Wanneer ik dit schrijf is het ruim 5 jaar geleden dat ik de SAB kreegIk reis weer met de bus, trein, tram en regiotaxi. Ik ga weer naar vrienden in het Noorden met de trein. En ik fiets, al moet ik dat heel voorzichtig blijven doen. Sinds een jaar doe ik mijn huishouden zonder huishoudelijke hulp, heel rustig aan. Kost wel de nodige energie. Mijn ogen (Hemianopsie , gezichtsveldbeperking) blijven lastig: ik stoot nog regelmatig wat om en moet in drukte erg voorzichtig zijn. Ik heb nog een soort van training gevolgd om die gezichtsveldbeperking te verminderen maar dat heeft weinig opgeleverd. Mijn vergeetachtigheid kan me soms nog weleens irriteren, evenals die woordvindproblemen. Dat laatste is en blijft confronterend. Ik gebruik soms de verkeerde woorden. Voor een ander kan het lachwekkend zijn als ik een verkeerd woord gebruik, maar bij mij gaat er een steek door me heen. Soms raken mensen wat geïrriteerd als ik me verkeerd uitdruk en dat vind ik moeilijk. Maar goed, het is niet anders.

Lekker sporten

De medische fitness is vervangen door sporten op een sportschool, waar ik in het begin heel goed ben begeleid.
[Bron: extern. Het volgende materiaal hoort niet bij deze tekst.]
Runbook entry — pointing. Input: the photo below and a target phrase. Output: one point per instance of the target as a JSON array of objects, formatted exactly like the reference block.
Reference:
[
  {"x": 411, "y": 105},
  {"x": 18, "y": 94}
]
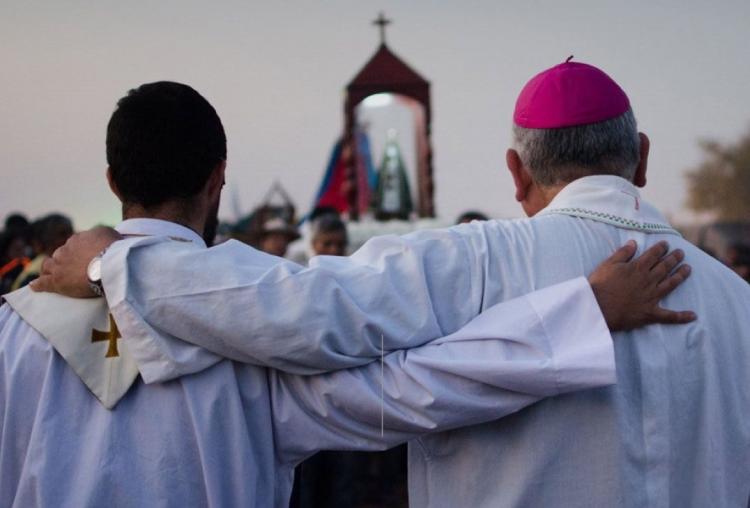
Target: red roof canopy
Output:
[{"x": 386, "y": 72}]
Daar doe ik ook ‘Bewegen op Muziek’ onder leiding van een fysiotherapeut. Vòòr mijn SAB wandelde ik veel, wel een uur per dag. Nu moet elke dag voelen of ik het kan en wandel ik maximaal een half uurtje. Want mijn energieniveau wisselt sterk. Ik ben tevreden met mijn arm en been: die doen het goed genoeg. Ik ben soms nog wat instabiel, maar ik loop zonder rollator en zonder stok.

En de toekomst…?

Ik heb nog twee aneurysma’s in mijn hoofd. Eén tegen een bot, de verwachting is dat als -ie knapt dat de bloeding gestopt wordt door het bot. De ander zit te diep: daar kunnen ze niets aan doen. Geen prettig idee. Maar tot nu toe heb ik een jaarlijkse scan gehad en beide aneurysma’s zijn niet gegroeid. Ik hoef pas over drie jaar terug te komen, dus….hoop doet leven!”